But still,
Here's the Washington Post:
First, the current results reflect a massive and astonishingly fast swing of support away from Prosser and in Kloppenburg’s favor. In a primary election in February, ... Prosser beat Koppenburg by 30 points, 55-25. The current results show she doubled her vote share in just over six weeks, while Prosser has lost ground. This huge shift happened for one reason: Scott Walker.
Second, it’s extremely rare in Wisconsin to oust sitting Supreme Court justices. In 2008, Louis Butler was unseated, but as University of Wisconsin professor Charles Franklin points out to me, he had originally been appointed and not elected. The last time this happened before that was 44 years ago, and it only happened three times before that since the court was created in 1852.

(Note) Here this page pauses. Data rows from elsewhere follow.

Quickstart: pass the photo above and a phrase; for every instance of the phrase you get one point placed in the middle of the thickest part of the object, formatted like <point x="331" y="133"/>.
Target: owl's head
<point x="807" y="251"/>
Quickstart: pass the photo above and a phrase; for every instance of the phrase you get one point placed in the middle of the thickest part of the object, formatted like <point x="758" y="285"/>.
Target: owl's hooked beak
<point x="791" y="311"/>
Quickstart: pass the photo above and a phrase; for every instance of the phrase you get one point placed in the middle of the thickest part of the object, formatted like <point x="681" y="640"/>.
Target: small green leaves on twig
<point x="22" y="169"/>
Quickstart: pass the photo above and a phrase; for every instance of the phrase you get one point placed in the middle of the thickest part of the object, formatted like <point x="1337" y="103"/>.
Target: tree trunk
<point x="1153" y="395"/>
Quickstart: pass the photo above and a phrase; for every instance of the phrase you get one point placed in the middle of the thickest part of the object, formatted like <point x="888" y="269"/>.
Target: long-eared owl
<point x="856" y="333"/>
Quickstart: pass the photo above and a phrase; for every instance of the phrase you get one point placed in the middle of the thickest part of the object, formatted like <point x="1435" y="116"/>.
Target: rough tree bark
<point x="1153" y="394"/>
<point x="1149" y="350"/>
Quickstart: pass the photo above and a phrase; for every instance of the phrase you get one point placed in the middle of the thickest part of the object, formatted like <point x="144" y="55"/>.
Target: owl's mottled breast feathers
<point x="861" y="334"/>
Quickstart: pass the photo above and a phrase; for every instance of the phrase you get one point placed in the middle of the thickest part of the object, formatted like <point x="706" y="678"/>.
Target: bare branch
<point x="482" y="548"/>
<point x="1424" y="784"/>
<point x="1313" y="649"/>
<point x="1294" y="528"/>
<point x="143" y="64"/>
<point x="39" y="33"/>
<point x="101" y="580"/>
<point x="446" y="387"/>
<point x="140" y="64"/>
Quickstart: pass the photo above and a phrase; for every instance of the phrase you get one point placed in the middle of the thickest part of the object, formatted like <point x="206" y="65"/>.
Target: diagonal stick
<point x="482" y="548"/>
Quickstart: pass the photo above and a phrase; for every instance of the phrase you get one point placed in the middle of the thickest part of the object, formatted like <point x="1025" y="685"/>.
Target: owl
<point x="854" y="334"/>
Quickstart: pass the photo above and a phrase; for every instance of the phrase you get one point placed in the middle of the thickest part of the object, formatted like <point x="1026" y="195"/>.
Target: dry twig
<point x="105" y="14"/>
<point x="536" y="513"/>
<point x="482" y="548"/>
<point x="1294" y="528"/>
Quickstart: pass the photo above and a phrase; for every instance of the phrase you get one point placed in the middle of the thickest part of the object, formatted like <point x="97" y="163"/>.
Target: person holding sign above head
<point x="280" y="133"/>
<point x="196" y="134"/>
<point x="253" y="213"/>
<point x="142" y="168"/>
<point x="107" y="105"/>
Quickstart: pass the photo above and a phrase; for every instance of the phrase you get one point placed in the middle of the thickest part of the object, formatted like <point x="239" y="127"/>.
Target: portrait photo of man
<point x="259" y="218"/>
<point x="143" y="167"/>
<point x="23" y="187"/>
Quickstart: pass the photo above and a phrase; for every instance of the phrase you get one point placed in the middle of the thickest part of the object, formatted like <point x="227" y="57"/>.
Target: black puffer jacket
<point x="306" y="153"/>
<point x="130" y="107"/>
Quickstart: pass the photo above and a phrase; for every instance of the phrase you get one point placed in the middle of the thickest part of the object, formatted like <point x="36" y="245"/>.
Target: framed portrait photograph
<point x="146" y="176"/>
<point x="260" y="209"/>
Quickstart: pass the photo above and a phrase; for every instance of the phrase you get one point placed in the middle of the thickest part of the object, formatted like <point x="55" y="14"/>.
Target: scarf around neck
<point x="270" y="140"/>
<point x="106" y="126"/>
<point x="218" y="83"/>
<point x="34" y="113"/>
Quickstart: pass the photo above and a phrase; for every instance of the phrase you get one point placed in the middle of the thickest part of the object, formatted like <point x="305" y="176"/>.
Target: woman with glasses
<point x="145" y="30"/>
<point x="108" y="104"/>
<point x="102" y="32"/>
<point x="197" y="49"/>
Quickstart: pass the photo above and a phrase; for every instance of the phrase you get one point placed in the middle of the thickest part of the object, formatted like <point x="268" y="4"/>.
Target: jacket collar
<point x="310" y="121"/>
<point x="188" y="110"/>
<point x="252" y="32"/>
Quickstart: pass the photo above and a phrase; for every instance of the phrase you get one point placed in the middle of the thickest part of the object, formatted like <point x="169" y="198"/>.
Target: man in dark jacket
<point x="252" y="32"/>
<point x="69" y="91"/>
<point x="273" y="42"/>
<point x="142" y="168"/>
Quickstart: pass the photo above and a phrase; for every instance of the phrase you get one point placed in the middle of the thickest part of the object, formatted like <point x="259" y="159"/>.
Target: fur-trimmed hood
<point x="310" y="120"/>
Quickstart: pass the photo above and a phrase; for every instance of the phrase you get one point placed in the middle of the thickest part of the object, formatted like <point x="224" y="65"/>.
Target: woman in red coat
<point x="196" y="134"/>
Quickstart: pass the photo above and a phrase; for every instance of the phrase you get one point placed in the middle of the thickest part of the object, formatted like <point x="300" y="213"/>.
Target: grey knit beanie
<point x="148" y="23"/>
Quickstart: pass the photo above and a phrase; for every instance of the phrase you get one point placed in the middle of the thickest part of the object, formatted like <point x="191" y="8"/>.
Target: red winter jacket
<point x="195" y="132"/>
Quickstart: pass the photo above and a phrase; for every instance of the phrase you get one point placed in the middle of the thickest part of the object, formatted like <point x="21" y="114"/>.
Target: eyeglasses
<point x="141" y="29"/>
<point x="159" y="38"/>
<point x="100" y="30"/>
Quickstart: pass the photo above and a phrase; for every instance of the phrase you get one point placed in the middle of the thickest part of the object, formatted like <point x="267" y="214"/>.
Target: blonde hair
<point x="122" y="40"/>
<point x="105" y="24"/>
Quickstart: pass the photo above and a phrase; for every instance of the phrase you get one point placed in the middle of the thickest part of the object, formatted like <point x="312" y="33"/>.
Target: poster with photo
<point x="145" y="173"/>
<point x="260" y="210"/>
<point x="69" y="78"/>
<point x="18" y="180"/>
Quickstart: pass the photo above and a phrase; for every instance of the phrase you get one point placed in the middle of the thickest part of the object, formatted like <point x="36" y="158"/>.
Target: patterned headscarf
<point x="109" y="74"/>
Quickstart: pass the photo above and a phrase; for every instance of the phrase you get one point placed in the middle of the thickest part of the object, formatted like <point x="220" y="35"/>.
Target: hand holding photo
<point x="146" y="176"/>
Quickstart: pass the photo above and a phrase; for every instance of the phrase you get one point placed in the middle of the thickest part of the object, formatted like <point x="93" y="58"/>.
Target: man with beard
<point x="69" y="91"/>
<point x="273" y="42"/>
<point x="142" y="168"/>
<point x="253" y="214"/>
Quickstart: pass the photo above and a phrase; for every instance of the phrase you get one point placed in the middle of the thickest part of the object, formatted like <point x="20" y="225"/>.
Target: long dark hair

Third, for all the talk about labor muscle in this race, labor and Dems were actually outspent on the air by a sizable amount. According to an analysis of outside spending by the Brennan Center, the pro-Kloppenburg forces spent $1.3 million, while the pro-Prosser forces spent a total of almost $2.2 million, nearly $1 million more. You can argue that TV spending doesn’t matter that much in this race, because a lot of this was driven by on-the-ground organizing, but if anything, the race’s closeness would make it even clearer that labor’s ground forces outperformed expections.